Das ist nämlich das nächste Problem: So ein unverlangt eingesandtes Geschenk neigt dazu, nicht nur haarscharf an meinem Geschmack vorbeizuschrammen, sondern wenn, dann richtig. Man fragt sich mitunter, welche Vorstellung die Menschheit von einem hat, daß sie ernsthaft mit sowas ankommt. Ich besitze Perlenohrringe aus Bernstein, obwohl meine Ohrlöcher seit 15 Jahren zugewachsen sind. Ich besitze ein Saftglas mit Uli-Stein-Maus drauf und das häßlichste Teeglas der Welt. Die silbernen Salz- und Pfefferstreuer in naturgetreuer Vogelform mit Löchern im Kopf dagegen sind so abwegig, daß sie schon wieder richtig gut sind. Ich besitze CDs mit schottischer Fahrstuhlmusik, die irgendein Pseudodruide auf seiner Harfe mundzupft, und das Erstlingswerk einer Rapperin, die ihre Homosexualität thematisiert. Beide wurden mir mit dem gleichen Satz übergeben, nämlich einem überzeugt vorgebrachten „das wird dir gefallen“, was mich in tiefe Zweifel stürzte, ob ich eventuell den Eindruck vermittle, daß mir das tatsächlich gefallen könnte.
All diese hochwertigen Dinge verbringen eine gewisse Anstandsphase im Haushalt, bevor sie irgendwann entsorgt werden. Eine gute Gelegenheit dazu ist das Wichteln. Da gibt es ja verschiedenste Varianten, aber die beste ist die: Man packt etwas möglichst liebevoll ein, was man nicht mehr braucht und wofür man nichts bezahlt hat, bringt es zur Firmenweihnachtsfeier mit, bekommt eine Nummer draufgeklebt, zieht dann selbst eine Nummer und packt das Geschenk unter Anteilnahme und Schadenfreude der gesamten Runde aus.
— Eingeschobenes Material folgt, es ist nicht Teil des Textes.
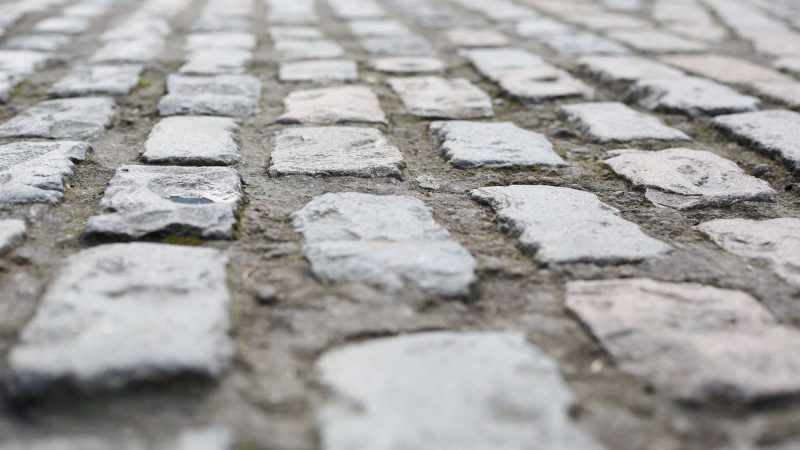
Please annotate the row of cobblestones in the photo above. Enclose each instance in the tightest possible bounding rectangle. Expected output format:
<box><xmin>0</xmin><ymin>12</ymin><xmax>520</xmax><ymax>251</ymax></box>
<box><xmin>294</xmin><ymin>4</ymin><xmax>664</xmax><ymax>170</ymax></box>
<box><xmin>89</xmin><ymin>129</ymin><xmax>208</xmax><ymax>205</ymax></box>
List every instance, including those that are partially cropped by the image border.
<box><xmin>0</xmin><ymin>0</ymin><xmax>800</xmax><ymax>450</ymax></box>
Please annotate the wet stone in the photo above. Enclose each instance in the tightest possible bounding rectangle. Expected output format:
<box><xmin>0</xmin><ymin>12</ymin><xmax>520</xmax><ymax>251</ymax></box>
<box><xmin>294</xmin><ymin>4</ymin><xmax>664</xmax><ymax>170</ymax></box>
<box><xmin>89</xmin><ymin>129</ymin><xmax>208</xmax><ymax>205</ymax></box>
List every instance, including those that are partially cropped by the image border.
<box><xmin>142</xmin><ymin>117</ymin><xmax>239</xmax><ymax>166</ymax></box>
<box><xmin>472</xmin><ymin>185</ymin><xmax>670</xmax><ymax>264</ymax></box>
<box><xmin>292</xmin><ymin>192</ymin><xmax>476</xmax><ymax>297</ymax></box>
<box><xmin>6</xmin><ymin>243</ymin><xmax>233</xmax><ymax>396</ymax></box>
<box><xmin>605</xmin><ymin>148</ymin><xmax>777</xmax><ymax>209</ymax></box>
<box><xmin>278</xmin><ymin>86</ymin><xmax>387</xmax><ymax>125</ymax></box>
<box><xmin>158</xmin><ymin>75</ymin><xmax>261</xmax><ymax>117</ymax></box>
<box><xmin>269</xmin><ymin>127</ymin><xmax>403</xmax><ymax>178</ymax></box>
<box><xmin>178</xmin><ymin>48</ymin><xmax>253</xmax><ymax>75</ymax></box>
<box><xmin>714</xmin><ymin>110</ymin><xmax>800</xmax><ymax>171</ymax></box>
<box><xmin>0</xmin><ymin>97</ymin><xmax>117</xmax><ymax>139</ymax></box>
<box><xmin>697</xmin><ymin>218</ymin><xmax>800</xmax><ymax>286</ymax></box>
<box><xmin>430</xmin><ymin>121</ymin><xmax>566</xmax><ymax>169</ymax></box>
<box><xmin>275</xmin><ymin>39</ymin><xmax>344</xmax><ymax>61</ymax></box>
<box><xmin>86</xmin><ymin>166</ymin><xmax>242</xmax><ymax>239</ymax></box>
<box><xmin>184</xmin><ymin>31</ymin><xmax>256</xmax><ymax>52</ymax></box>
<box><xmin>608</xmin><ymin>29</ymin><xmax>707</xmax><ymax>53</ymax></box>
<box><xmin>0</xmin><ymin>221</ymin><xmax>26</xmax><ymax>257</ymax></box>
<box><xmin>369</xmin><ymin>56</ymin><xmax>444</xmax><ymax>75</ymax></box>
<box><xmin>566</xmin><ymin>279</ymin><xmax>800</xmax><ymax>403</ymax></box>
<box><xmin>0</xmin><ymin>141</ymin><xmax>89</xmax><ymax>206</ymax></box>
<box><xmin>445</xmin><ymin>28</ymin><xmax>508</xmax><ymax>47</ymax></box>
<box><xmin>627</xmin><ymin>76</ymin><xmax>761</xmax><ymax>116</ymax></box>
<box><xmin>278</xmin><ymin>59</ymin><xmax>358</xmax><ymax>83</ymax></box>
<box><xmin>558</xmin><ymin>102</ymin><xmax>691</xmax><ymax>143</ymax></box>
<box><xmin>578</xmin><ymin>56</ymin><xmax>683</xmax><ymax>83</ymax></box>
<box><xmin>50</xmin><ymin>64</ymin><xmax>143</xmax><ymax>97</ymax></box>
<box><xmin>317</xmin><ymin>332</ymin><xmax>602</xmax><ymax>450</ymax></box>
<box><xmin>389</xmin><ymin>76</ymin><xmax>494</xmax><ymax>119</ymax></box>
Oh, eine Musikkassette der Kelly Family, danke! Den blutrünstigen japanischen Thriller hab ich danach für 10 Euro bei Amazon verkauft, das fürchterliche „Strawberry Love“-Parfüm ging in die zweite Runde.
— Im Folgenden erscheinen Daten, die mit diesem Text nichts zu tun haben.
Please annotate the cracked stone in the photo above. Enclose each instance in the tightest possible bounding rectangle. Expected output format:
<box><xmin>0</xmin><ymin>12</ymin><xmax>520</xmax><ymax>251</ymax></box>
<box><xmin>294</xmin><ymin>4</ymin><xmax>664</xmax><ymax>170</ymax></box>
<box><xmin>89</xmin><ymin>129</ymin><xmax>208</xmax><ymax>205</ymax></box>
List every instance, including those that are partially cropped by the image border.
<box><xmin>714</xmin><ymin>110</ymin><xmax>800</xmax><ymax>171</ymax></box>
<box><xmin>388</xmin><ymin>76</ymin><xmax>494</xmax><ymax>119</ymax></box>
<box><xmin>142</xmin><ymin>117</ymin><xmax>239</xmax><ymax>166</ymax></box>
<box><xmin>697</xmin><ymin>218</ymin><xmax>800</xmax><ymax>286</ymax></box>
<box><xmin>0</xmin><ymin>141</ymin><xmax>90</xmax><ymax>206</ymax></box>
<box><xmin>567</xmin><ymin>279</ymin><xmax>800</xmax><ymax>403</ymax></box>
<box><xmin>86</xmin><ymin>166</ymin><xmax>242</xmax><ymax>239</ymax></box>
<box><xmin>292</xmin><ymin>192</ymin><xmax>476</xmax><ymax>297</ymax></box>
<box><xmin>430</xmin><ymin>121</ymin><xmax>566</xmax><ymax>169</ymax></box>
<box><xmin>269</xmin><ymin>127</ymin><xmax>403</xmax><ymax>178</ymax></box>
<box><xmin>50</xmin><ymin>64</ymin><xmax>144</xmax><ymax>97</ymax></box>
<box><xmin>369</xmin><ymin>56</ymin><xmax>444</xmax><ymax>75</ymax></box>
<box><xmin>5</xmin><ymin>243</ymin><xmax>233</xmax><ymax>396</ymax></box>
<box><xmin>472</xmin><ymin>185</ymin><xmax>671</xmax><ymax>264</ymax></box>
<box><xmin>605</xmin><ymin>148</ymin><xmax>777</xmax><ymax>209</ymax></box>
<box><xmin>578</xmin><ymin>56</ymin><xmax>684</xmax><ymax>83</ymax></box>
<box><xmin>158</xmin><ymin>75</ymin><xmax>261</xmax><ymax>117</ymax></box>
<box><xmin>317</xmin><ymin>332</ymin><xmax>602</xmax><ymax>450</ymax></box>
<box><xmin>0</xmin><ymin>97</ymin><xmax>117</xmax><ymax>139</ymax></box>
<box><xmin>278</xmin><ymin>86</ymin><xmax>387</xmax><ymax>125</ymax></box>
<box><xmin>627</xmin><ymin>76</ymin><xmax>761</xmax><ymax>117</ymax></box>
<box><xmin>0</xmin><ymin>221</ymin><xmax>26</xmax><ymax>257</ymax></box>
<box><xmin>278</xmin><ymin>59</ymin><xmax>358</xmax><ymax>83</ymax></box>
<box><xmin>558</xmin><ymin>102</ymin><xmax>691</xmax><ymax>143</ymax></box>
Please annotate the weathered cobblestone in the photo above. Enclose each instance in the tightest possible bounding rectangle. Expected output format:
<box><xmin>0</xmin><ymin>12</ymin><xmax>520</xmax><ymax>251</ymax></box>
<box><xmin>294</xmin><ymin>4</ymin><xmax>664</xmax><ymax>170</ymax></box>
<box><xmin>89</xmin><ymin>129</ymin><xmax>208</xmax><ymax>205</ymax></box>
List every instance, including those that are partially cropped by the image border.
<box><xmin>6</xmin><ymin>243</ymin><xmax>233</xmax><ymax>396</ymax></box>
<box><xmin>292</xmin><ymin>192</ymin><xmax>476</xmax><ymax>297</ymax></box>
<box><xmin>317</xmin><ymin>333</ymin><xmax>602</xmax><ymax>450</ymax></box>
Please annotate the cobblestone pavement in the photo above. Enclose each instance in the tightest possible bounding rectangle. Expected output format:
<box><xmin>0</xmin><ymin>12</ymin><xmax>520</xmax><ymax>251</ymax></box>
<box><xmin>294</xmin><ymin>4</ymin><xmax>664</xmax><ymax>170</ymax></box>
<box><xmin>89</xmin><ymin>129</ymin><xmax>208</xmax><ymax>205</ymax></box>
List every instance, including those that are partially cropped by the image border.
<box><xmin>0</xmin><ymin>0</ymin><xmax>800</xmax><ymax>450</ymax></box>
Was nicht bald entsorgt wird, kann sich auf ein langes, ungestörtes Dasein in den Tiefen einer Schrankwand gefaßt machen, die sich zum Archiv der Nutzlosigkeiten entwickelt. So einiges sammelt sich an im Laufe eines Lebens, Modegeschenke nach Jahrzehnten gestaffelt: Hölzerne Kormoranbilder und Rauchglasaschenbecher aus den Sechzigern, Käseigel und Knabberschälchensets aus den Siebzigern, Sandrieselbilder und Hologramme aus den Achtzigern, Sandwichmaker und getöpferte Duftlampen aus den Neunzigern. Dazu einige Produkte von seltsam zeitloser Scheußlichkeit, die sind von den Verwandten aus der Zone.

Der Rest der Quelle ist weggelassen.